Data-driven Shape Analysis and Synthesis

05 Apr
Thursday, 04/05/2012 12:00pm to 1:00pm
Seminar

Evangelis Kalogerakis
Stanford University
Computer Science Department

Computer Science Building, Room 151

Faculty Host: Rui Wang

The emergence of modern geometry acquisition devices, such as the Kinect, and the appearance of large-scale shape repositories, such as the Google Warehouse, are revolutionizing computer graphics, making three-dimensional content ubiquitous. The need for algorithms that understand and intelligently process 3D shapes is thus greater than ever. In this talk, I will describe a new generation of algorithms that analyze and synthesize complex three-dimensional shapes. The algorithms are based on probabilistic models that reason about both geometry and semantics. In contrast to traditional approaches that consider individual shapes in isolation and require laborious hand-tuning, these algorithms learn from collections of shapes.

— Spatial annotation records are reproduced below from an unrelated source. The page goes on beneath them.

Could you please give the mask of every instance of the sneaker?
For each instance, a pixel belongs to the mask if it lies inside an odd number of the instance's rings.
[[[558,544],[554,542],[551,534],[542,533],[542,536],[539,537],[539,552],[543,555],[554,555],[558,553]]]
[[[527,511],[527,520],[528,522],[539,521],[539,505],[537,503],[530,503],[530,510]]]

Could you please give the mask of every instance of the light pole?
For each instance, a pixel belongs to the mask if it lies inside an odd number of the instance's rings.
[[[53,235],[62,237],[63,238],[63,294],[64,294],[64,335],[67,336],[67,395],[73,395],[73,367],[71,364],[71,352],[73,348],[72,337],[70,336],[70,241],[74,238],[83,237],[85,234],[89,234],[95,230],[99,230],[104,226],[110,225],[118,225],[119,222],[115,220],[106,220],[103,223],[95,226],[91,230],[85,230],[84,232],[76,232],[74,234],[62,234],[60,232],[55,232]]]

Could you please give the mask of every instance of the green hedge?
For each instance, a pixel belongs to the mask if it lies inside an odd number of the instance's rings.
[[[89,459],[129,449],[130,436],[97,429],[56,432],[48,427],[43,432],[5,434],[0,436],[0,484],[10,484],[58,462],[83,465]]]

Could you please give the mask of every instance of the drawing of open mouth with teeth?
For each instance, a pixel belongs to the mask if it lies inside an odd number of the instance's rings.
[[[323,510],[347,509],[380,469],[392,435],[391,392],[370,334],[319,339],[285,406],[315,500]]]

Specifically, I will present a data-driven shape segmentation technique that outperforms all previous approaches to shape segmentation. I will then describe a shape synthesis technique that can construct high-quality novel shapes from complex domains, such as aircraft, ships, and furniture. Finally, I will discuss new opportunities for geometry processing and 3D modeling enabled by these algorithms.

Bio:
Evangelos Kalogerakis is a postdoctoral researcher in computer science at Stanford University. His research deals with the development of computer graphics techniques that support human creativity and automate complex visual content processing tasks for novice users, scientists and artists. He is particularly interested in developing machine learning algorithms for 3D content analysis and synthesis. He earned a PhD from the department of Computer Science at the University of Toronto. He has been awarded with the NSERC Alexander Graham Bell research fellowship.

A reception will be held at 3:40 in the atrium, outside the presentation room.